Well, that was fun. Perhaps Key West should have a hurricane prep drill every year like Tuesday’s Tropical Storm Elsa. Because let’s be honest, we don’t expect a hurricane until, say, September, even though the season officially begins June 1.
We may do some desultory prep in early summer, like buying an extra roll of toilet paper when it’s on sale. But we don’t get to the serious stuff, like counting the nuts and bolts for the hurricane shutters, until after Labor Day. Oh, we know we should; we just don’t. (Although, truth be known, most of us have a huge stash of hurricane-prep-like stuff — think paper towels, bleach, wipes and TP — left over from our Covid-19 panic shopping.)
Last week when we saw Tropical Storm Elsa roiling around out there, I was like, oops, do I have batteries? Then I promptly forgot to check my hurricane boxes until Monday night when it was, shall we say, too late. Fact is, we tend to get pretty blase about hurricane prep. The last big storm was Irma in September 2017. Big Pine and thereabouts took the brunt of it. Key West came through relatively unscathed, adding a whole new layer of “we’re gonna be just fine” to our hurricane hubris.
That’s especially true early in the season and when the forecast tells us it’s “just” a tropical storm. I mean, a tropical storm is just a big version of a summer thunder boomer, right? Surely, it’s business as usual since there are no mandatory evacuation orders and tourists can stay, right? I mean I can get my coffee and breakfast delivered as usual, right?
Uh. No. Not right. A tropical storm can ratchet up its attitude in hours, going swiftly into hurricane mode. Tropical storms can cause major flooding, especially at high tide, which happened Tuesday. Power outages, street and house flooding, trees down, roofs damaged. All that goes with a tropical storm. The only difference between Elsa and Irma was the intensity and duration.
As boring as storm prep is, we risk our lives when we take it too casually. Ergo, note hurricane boxes aforementioned.

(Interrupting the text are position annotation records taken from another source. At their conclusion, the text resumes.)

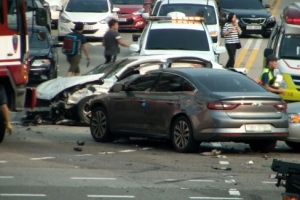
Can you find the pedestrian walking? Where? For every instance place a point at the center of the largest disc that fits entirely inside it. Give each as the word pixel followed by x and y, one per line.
pixel 5 118
pixel 231 32
pixel 81 44
pixel 111 41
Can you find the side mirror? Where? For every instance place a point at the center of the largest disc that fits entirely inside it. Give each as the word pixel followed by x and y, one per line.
pixel 134 47
pixel 220 49
pixel 116 10
pixel 57 44
pixel 117 88
pixel 146 15
pixel 268 51
pixel 135 37
pixel 41 17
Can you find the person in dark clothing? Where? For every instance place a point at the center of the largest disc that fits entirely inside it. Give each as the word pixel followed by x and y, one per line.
pixel 111 41
pixel 231 32
pixel 267 76
pixel 75 60
pixel 4 110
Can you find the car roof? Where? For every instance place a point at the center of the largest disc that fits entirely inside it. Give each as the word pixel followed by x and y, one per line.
pixel 167 24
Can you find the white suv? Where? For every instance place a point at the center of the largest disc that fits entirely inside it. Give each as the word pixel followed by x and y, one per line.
pixel 163 35
pixel 205 8
pixel 93 13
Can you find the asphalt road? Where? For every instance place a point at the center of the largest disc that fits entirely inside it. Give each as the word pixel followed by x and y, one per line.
pixel 39 162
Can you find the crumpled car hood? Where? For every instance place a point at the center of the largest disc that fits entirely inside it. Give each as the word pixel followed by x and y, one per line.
pixel 49 89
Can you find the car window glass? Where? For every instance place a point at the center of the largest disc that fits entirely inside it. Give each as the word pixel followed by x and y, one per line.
pixel 229 83
pixel 143 83
pixel 206 11
pixel 196 40
pixel 241 4
pixel 87 6
pixel 36 43
pixel 169 83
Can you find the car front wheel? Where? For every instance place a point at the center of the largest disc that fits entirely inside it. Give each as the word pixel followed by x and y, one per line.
pixel 99 125
pixel 182 136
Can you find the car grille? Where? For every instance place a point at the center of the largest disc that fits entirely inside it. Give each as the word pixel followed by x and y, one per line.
pixel 129 21
pixel 87 23
pixel 253 20
pixel 296 80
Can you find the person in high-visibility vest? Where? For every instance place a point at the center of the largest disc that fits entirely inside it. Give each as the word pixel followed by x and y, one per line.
pixel 267 77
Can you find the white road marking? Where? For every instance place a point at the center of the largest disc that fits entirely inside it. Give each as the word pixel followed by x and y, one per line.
pixel 224 162
pixel 216 144
pixel 230 181
pixel 92 178
pixel 217 198
pixel 127 151
pixel 269 182
pixel 5 177
pixel 23 195
pixel 110 196
pixel 83 155
pixel 106 152
pixel 234 192
pixel 201 180
pixel 43 158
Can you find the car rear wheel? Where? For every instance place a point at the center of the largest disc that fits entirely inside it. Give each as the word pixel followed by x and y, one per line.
pixel 99 125
pixel 264 146
pixel 294 145
pixel 182 136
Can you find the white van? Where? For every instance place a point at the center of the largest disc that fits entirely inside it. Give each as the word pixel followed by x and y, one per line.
pixel 206 8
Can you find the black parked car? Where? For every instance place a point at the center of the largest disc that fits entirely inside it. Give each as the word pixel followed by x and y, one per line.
pixel 252 15
pixel 43 54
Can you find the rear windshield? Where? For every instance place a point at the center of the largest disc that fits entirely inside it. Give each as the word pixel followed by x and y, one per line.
pixel 205 11
pixel 241 4
pixel 127 2
pixel 186 39
pixel 231 83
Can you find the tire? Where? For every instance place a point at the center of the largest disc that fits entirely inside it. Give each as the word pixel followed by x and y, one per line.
pixel 99 125
pixel 83 109
pixel 294 145
pixel 263 146
pixel 182 127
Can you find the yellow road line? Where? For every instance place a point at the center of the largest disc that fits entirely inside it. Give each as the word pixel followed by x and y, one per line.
pixel 241 56
pixel 253 54
pixel 274 11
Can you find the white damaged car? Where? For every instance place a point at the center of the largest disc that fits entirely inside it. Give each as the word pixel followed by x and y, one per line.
pixel 68 97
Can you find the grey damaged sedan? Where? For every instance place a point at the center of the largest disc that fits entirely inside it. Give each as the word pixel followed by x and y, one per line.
pixel 189 106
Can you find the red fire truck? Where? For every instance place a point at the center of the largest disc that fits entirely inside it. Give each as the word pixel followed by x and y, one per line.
pixel 14 52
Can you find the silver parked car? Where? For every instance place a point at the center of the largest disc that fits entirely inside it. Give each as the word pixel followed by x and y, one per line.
pixel 189 106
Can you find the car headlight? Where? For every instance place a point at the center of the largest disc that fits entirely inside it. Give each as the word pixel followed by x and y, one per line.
pixel 41 63
pixel 139 12
pixel 271 19
pixel 105 20
pixel 279 79
pixel 294 118
pixel 64 19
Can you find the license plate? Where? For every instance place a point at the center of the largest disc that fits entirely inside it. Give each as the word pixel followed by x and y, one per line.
pixel 122 19
pixel 257 27
pixel 88 27
pixel 258 128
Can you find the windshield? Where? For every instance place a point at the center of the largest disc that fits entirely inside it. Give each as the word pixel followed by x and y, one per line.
pixel 241 4
pixel 98 6
pixel 229 83
pixel 205 11
pixel 35 42
pixel 128 2
pixel 186 39
pixel 290 47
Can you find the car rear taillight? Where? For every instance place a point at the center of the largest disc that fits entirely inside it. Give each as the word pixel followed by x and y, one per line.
pixel 221 105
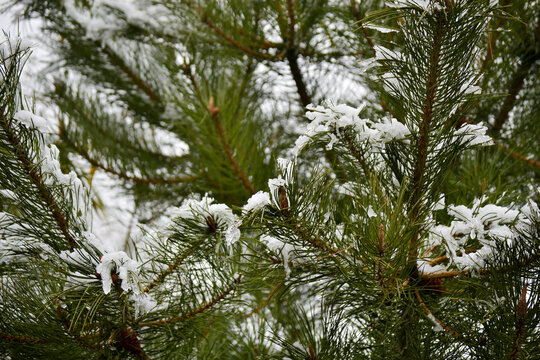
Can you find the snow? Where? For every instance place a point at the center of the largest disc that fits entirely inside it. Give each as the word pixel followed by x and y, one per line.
pixel 143 303
pixel 488 225
pixel 278 246
pixel 380 28
pixel 471 135
pixel 382 53
pixel 257 201
pixel 199 210
pixel 6 193
pixel 436 326
pixel 371 212
pixel 124 266
pixel 327 124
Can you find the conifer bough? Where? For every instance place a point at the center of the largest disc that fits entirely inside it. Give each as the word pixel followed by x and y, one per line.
pixel 311 179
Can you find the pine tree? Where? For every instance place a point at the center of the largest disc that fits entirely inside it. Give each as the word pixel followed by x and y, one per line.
pixel 355 180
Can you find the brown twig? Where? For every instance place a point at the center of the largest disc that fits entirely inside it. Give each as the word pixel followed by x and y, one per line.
pixel 425 128
pixel 214 114
pixel 35 176
pixel 197 311
pixel 443 325
pixel 521 312
pixel 453 273
pixel 360 23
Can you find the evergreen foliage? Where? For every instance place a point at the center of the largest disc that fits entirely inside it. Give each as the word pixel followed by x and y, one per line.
pixel 313 179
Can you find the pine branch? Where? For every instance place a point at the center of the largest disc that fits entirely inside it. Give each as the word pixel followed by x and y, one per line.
pixel 118 61
pixel 268 297
pixel 360 24
pixel 454 273
pixel 443 325
pixel 206 20
pixel 425 129
pixel 521 312
pixel 292 57
pixel 313 239
pixel 517 155
pixel 197 311
pixel 179 260
pixel 30 169
pixel 214 114
pixel 122 175
pixel 492 40
pixel 516 84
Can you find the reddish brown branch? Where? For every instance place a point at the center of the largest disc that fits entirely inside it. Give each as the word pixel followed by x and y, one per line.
pixel 197 311
pixel 443 325
pixel 214 114
pixel 30 169
pixel 425 128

After Irma I learned to keep hurricane boxes updated so I didn’t have to start from scratch each year. Now, I drag them out in June, remove and replace things like first aid stuff, make sure the “use by dates” are still good and add canned goods and cat food that don’t have the shelf life of say, toilet paper.
There’s always a go-bag behind my desk with stuff we absolutely need if we’ve got to get out in a hurry, copies of important docs with a backup flash drive, chargers, a change of clothes, basic tools, duct tape, flashlights and first aid.
We also finally conceded to buying a small generator that will power a window air conditioner or a refrigerator. No need for anything more since solar chargers and our propane stove top handle the rest of what we need.
This past week’s skirmish with Elsa added four lessons to hurricane prep:
Clean house and do laundry the day before the storm. Not because you want to be wearing clean underwear should you need a rescue (though that’s a courteous thought), but because when the power goes out — and it will — who knows how long before those chores get done. That dozens of others and I did this automatically probably is a result of generations of instinctive behavior.
Lower the water in the pool and turn off the pump. I forget this one every time. On Tuesday, the pool filled to overflowing and the power outage meant potential pump damage when it attempted to re-start. Next time. For sure. PS: I did disconnect electronic equipment and such last night and we turned off the AC this morning. No point tempting power surge havoc. Been there; done that. Learned an expensive lesson.
Get on the tree man’s schedule earlier. We lucked out with Elsa, but it was touch and go with the huge trees around our yard. We get them trimmed each year before the height of the hurricane season, usually in late August or September. Looks like we ought to back that up a month or so. On the other hand, Elsa happily did what we could not: Knocked down the three dozen remaining mangoes. Thank you.
Find something to do — other than open the refrigerator door a hundred times. Ranger Ed and four of the Cat 5s are perfectly happy to curl up in a big, ol’ cat pile for the duration. Meanwhile, Michael the Cat 5 and I wandered from window to door checking things out. He because he wanted to know each bump and blow; I because I was bored. So, I wrote my column. Grin.